Simply put, debt refinancing is taking a new loan to pay off the remainder of an old loan.
Although it might sound a bit counterintuitive to use one loan to pay for another, refinancing debt is usually a good idea when the new loan is a better loan (in one way or another). For example, the new loan could save you money on interest rates, expand your available cash flow, give you extra capital for new purchases, and so much more.
3 Best Reasons to Refinance
- Lower Interest Rates
One of the most common reasons that business owners refinance debt is to acquire a lower interest rate.
This is a very popular route when a current loan has a high monthly payment that is eating too far into your cash flows. Refinancing the loan to get a lower rate usually means that you’re monthly payments will drop and you will pay less money in interest over the length of the term.

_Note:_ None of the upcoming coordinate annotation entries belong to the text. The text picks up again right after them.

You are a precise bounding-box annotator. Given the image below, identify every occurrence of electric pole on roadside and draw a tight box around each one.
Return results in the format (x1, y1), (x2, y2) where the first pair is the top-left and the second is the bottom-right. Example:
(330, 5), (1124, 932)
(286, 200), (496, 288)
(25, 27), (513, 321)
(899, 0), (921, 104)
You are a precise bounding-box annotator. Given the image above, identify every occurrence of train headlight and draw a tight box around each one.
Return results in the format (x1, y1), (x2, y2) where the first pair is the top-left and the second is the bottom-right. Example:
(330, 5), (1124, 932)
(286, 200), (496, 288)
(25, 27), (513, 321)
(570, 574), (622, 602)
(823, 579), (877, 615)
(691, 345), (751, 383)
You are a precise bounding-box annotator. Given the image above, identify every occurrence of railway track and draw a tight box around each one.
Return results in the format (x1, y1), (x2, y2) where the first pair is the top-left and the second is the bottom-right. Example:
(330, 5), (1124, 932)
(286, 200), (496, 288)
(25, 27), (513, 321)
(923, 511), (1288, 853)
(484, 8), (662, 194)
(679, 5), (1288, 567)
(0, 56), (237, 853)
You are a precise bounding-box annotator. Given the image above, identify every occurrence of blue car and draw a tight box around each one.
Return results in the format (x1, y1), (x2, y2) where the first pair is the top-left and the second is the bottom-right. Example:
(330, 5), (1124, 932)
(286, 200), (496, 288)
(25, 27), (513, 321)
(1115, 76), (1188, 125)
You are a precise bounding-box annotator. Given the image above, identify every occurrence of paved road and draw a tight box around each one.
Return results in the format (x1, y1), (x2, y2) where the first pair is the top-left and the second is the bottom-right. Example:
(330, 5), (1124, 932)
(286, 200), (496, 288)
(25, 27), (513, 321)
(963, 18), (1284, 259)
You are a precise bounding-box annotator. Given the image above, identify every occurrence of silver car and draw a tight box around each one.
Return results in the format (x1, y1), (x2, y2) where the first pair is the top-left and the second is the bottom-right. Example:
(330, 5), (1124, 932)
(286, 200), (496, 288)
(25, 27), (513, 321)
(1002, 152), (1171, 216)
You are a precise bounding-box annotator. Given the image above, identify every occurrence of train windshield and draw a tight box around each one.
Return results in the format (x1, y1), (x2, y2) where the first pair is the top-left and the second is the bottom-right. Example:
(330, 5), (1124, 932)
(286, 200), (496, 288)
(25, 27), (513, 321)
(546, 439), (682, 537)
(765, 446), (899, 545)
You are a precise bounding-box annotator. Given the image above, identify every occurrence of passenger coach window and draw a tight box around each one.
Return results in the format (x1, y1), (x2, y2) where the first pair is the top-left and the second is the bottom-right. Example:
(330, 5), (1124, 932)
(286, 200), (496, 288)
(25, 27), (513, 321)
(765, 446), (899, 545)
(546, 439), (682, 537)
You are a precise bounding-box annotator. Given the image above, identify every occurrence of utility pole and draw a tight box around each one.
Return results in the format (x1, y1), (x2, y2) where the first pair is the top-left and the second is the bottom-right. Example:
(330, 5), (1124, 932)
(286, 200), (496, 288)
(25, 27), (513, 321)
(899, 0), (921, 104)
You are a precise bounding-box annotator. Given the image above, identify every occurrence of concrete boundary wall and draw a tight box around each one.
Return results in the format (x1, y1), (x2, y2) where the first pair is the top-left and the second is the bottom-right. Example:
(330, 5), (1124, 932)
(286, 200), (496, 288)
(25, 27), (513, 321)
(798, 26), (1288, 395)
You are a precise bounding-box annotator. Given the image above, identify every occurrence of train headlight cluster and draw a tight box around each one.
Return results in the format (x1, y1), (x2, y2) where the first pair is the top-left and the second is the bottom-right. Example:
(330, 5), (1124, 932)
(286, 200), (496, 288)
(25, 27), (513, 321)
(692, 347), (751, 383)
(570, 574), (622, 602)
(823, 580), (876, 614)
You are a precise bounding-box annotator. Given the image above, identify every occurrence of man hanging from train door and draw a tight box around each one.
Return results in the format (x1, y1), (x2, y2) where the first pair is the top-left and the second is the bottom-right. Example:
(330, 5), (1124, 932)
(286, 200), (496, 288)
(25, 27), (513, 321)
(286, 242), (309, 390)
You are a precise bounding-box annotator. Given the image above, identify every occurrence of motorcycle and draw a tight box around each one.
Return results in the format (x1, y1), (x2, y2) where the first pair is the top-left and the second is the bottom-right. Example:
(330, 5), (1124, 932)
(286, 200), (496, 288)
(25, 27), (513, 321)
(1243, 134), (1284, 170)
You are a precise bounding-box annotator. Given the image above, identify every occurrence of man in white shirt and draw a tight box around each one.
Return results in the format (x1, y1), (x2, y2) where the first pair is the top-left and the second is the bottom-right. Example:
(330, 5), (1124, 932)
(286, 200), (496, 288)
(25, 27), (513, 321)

In other words, refinancing can decrease the cost of your capital. You will now be borrowing the same amount, for less.
- Longer Loan Terms
Another common reason that business owners refinance loans is to spread the loan amount over a longer term. This gives the borrower more time to pay off the borrowed money (plus the interest), meaning that each monthly payment will be less.
Some reasons to look for a longer term might be that your current loan’s payments are too much for your cash flows, you want to lower each individual payment amount, or you want to change up your payment frequency—such as switching to monthly instead of weekly payments.
Regardless of the specific benefit you’re looking for, a longer loan term is one important reason why many of business owners seek refinancing.
- More Capital
Although straightforward, this is another very important reason that business owners seek refinancing.
A new loan can come with a larger pile of cash that can be used to continue growing your company.
When you refinance the old debt, you can ask for a larger loan amount so that you can pay off the old debt and simultaneously invest more capital into your business. This way, you won’t be taking out multiple loans at once or waiting to expand until after you pay off the first loan entirely.
These are some of the big “why’s” behind debt refinancing. It is very common for business owners to find themselves under 1, 2, or even all 3 of these circumstances. If you find yourself in that place, debt refinancing may be a viable option for your business to help your current financial position, while growing your business at the same time.